Closing the Distribution Gap in Adversarial Training for LLMs

TL;DR

This paper introduces Distributional Adversarial Training (DAT), a novel method that uses diffusion models to better approximate data distribution, significantly improving adversarial robustness of large language models against simple exploits.

Contribution

The paper proposes DAT, which leverages diffusion models to generate diverse training samples, addressing distribution coverage gaps in adversarial training for LLMs.

Findings

DAT achieves higher robustness against simple attacks.

Diffusion models improve data distribution approximation.

Significant robustness gains over previous methods.

Abstract

Adversarial training for LLMs is one of the most promising methods to reliably improve robustness against adversaries. However, despite significant progress, models remain vulnerable to simple in-distribution exploits, such as rewriting prompts in the past tense or translating them into other languages. We argue that this persistent fragility stems from a fundamental limitation in current adversarial training algorithms: they minimize adversarial loss on their training set but inadequately cover the data distribution, resulting in vulnerability to seemingly simple attacks.
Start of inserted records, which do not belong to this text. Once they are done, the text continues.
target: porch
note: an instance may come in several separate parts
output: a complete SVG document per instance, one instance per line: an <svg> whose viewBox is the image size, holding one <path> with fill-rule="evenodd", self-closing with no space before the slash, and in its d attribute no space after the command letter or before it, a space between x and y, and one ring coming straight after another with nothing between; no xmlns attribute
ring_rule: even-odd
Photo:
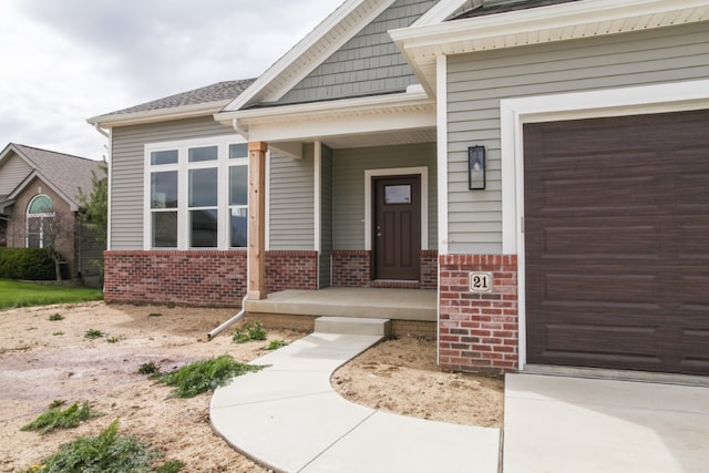
<svg viewBox="0 0 709 473"><path fill-rule="evenodd" d="M287 289L261 300L246 300L248 317L277 320L280 327L312 329L317 317L356 317L391 320L397 337L436 336L435 289L346 288Z"/></svg>

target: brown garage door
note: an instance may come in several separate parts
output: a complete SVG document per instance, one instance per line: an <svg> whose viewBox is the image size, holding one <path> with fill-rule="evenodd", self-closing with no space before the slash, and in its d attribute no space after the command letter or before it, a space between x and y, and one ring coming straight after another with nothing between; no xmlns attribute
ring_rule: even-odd
<svg viewBox="0 0 709 473"><path fill-rule="evenodd" d="M527 362L709 374L709 111L524 143Z"/></svg>

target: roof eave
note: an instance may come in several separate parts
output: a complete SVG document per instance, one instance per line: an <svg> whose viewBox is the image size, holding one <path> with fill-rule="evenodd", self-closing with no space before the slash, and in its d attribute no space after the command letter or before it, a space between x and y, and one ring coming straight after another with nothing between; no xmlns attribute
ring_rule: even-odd
<svg viewBox="0 0 709 473"><path fill-rule="evenodd" d="M143 125L172 120L196 119L213 115L222 111L230 102L232 100L220 100L216 102L182 105L161 110L114 113L110 115L94 116L86 120L86 122L94 126L101 126L102 128L112 128L115 126Z"/></svg>
<svg viewBox="0 0 709 473"><path fill-rule="evenodd" d="M449 3L452 4L452 3ZM442 18L439 12L438 19ZM707 0L595 0L389 31L427 90L440 55L595 38L709 20Z"/></svg>

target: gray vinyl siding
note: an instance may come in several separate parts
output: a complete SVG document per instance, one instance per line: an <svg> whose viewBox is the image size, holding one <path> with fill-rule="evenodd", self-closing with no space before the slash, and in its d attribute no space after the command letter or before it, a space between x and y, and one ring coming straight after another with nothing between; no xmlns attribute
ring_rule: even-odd
<svg viewBox="0 0 709 473"><path fill-rule="evenodd" d="M330 261L332 256L332 150L322 146L320 157L320 255L318 285L331 286Z"/></svg>
<svg viewBox="0 0 709 473"><path fill-rule="evenodd" d="M418 83L387 31L409 27L433 0L397 0L328 58L280 103L300 103L403 91Z"/></svg>
<svg viewBox="0 0 709 473"><path fill-rule="evenodd" d="M111 249L143 248L143 165L148 143L234 134L212 116L113 128Z"/></svg>
<svg viewBox="0 0 709 473"><path fill-rule="evenodd" d="M709 78L707 25L449 56L451 253L502 250L500 100ZM467 189L467 147L487 151L486 191Z"/></svg>
<svg viewBox="0 0 709 473"><path fill-rule="evenodd" d="M0 195L8 195L32 173L32 167L17 154L8 153L9 157L0 167Z"/></svg>
<svg viewBox="0 0 709 473"><path fill-rule="evenodd" d="M315 249L314 145L302 160L270 157L269 235L273 250Z"/></svg>
<svg viewBox="0 0 709 473"><path fill-rule="evenodd" d="M438 249L435 143L335 150L332 160L333 248L364 249L364 171L429 169L429 249ZM423 191L423 189L422 189Z"/></svg>

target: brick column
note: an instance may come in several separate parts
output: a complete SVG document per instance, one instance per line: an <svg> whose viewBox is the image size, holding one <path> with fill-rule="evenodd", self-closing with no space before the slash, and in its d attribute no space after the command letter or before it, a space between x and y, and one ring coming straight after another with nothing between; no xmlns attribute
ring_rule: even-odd
<svg viewBox="0 0 709 473"><path fill-rule="evenodd" d="M265 299L266 288L266 151L248 144L248 298Z"/></svg>

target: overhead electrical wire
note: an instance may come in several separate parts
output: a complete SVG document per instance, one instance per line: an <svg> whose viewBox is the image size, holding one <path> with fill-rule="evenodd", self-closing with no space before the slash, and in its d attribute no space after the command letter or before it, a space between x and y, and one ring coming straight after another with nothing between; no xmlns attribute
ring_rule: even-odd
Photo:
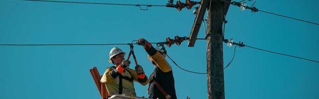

To bridge this gap, we propose Distributional Adversarial Training, DAT. We leverage Diffusion LLMs to approximate the true joint distribution of prompts and responses, enabling generation of diverse, high-likelihood samples that address generalization failures. By combining optimization over the data distribution provided by the diffusion model with continuous adversarial training, DAT achieves substantially higher adversarial robustness than previous methods.